# A soft soap?



## Tmattie (Oct 27, 2011)

I have just put my first batch of liquid soap into the warm oven to cook for the night (I think Ill turn the oven off though and just resume in the AM) but after I finally got it to a very heavy trace and completed it....I was looking back over the lye calculator and I may have been a little light on the potassium hydroxide. Maybe 2-3 oz short of what they recommended for a soft soap. Considering that it did trace and it is looking pretty good...will my soap just be softer? less dilution needed? little or no neutralizing?


----------



## hsmomof4 (Oct 31, 2008)

You would have free oils that are not saponified. It will make your soap cloudy and possibly more prone to rancidity. What were your exact numbers? 2-3 oz of lye is a fair amount, depending on the size of your recipe.


----------



## Tmattie (Oct 27, 2011)

30oz CO, 10oz Soy Oil, 20oz Safflower oil, 20 oz Sunflower oil, 20 oz Olive Oil, 30 oz GM and I am thinking I put 17 oz of lye into instead of the 19 the calculator would require for a soft soap.

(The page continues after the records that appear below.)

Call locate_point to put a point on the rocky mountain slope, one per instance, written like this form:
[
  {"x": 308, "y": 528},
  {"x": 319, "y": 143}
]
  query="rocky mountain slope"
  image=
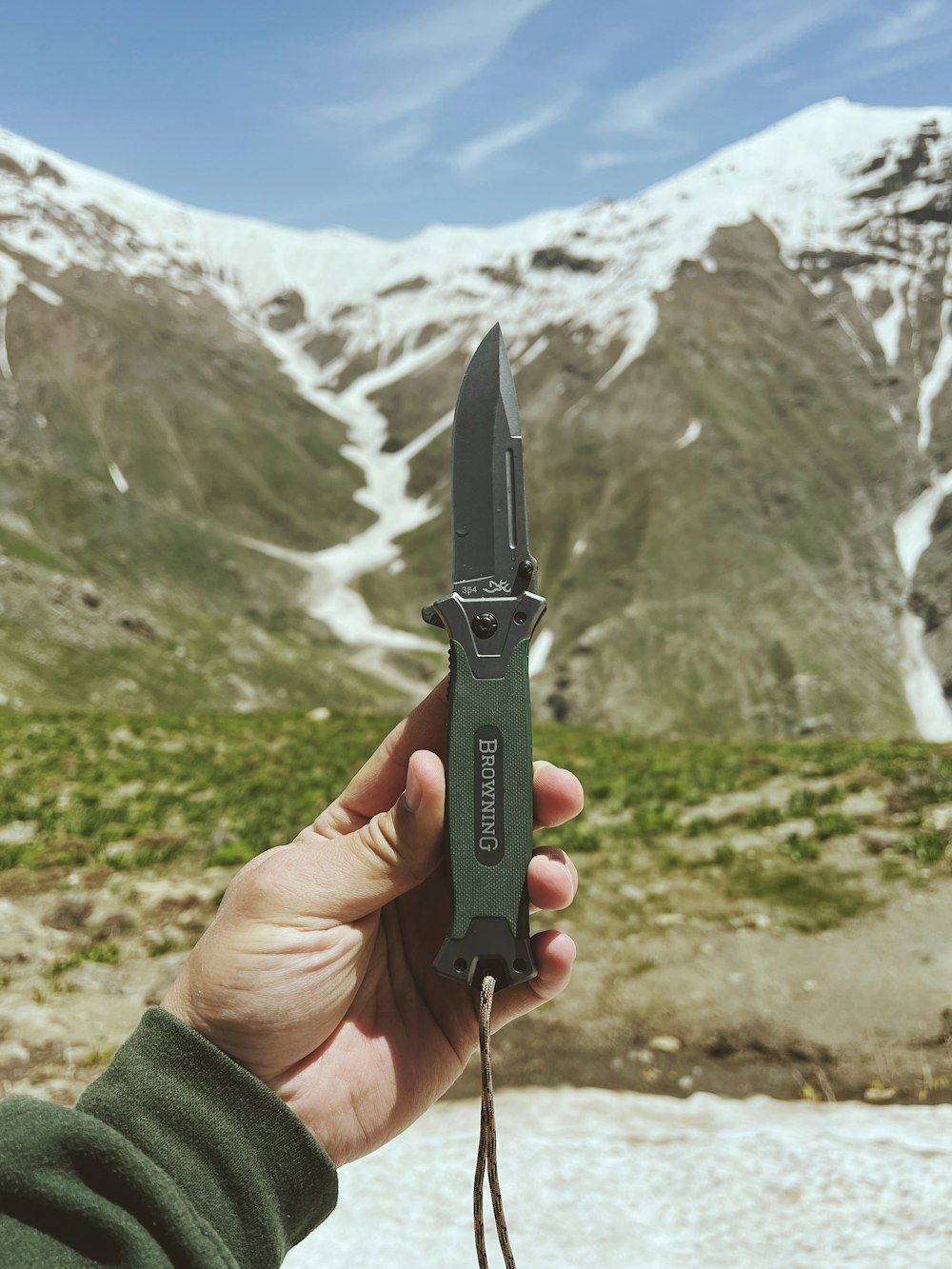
[{"x": 224, "y": 445}]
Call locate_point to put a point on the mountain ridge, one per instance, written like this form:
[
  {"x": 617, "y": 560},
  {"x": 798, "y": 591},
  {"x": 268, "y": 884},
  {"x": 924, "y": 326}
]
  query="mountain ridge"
[{"x": 856, "y": 237}]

It continued to cook last night with the heat off, it is becoming more 'pasty'. I've turned it back on this morning. Can I add more lye solution at this point, ora lter point, if I dont think it will work?


----------



## hsmomof4 (Oct 31, 2008)

What calculator did you use? I got 22.35 oz of KOH for a superfat of 0% on Summerbee Meadow's calculator http://summerbeemeadow.com/content/lye-calculator-and-recipe-resizer) but on SoapCalc, I got 21 oz. Either way, that's a considerable difference from 17. But, if you don't KNOW that you only put in 17, I don't know if I'd add more.


----------



## Tmattie (Oct 27, 2011)

http://www.thesage.com/calcs/lyecalc2.php is the calculator I used. I'm not ready to give it up as a science project yet!


----------



## hsmomof4 (Oct 31, 2008)

Ok, the table doesn't exactly transfer over perfectly, but here's what I get at The Sage:
1st number is % excess fat 2nd number is the Lye Amount

0	21.07
1	20.86
2	20.65
3	20.44
4	20.23
5	20.02
6	19.81
7	19.60
8	19.38
9	19.17
10	18.96

Usually, with liquid soap, you do not superfat like you do with bar soap. In bar soap, when the soap solidifies, any excess fat gets incorporated, but with liquid soap, it doesn't. You then will have cloudy soap (though with all GM, it will probably be opaque anyway) or a layer of fat/oil on the top of the finished product. So, that 10% superfat you see at the bottom, with about 19 oz of lye (KOH) already gives you more excess fat than you'd want. Some people do a very low superfat (like 3%) on liquid soap, but many don't superfat at all, in other words, they would use the value for 0 up at the top (21 oz of lye). Now, if you are SURE that you only put in 17, then yes, I would think that you could dissolve some more lye in some liquid and add it to your project, but be very careful if your soap is thick when you are trying to incorporated the additional lye in so that you don't splash. You have to dilute the paste anyway, so more liquid is no big deal.


----------



## Tmattie (Oct 27, 2011)

Thanks! When I checked it this morning it still is not a paste...more like molten lava! But I took a spoonful and added it to a little hot distilled water and it did get bubbly, that means it did 'soap' right?


----------



## hsmomof4 (Oct 31, 2008)

Yes, part of it is certainly soap. There will just be part that is still oils.


----------



## Guest (Jan 14, 2012)

Yes, its soap but it will be very cloudy but I would dissolve a couple of more oz of lye in water and add to the pot, but cook for a lot longer and make sure that it get incorporated very good... 
Barb


----------



## Tmattie (Oct 27, 2011)

Thanks so much! I can deal with cloudy!


----------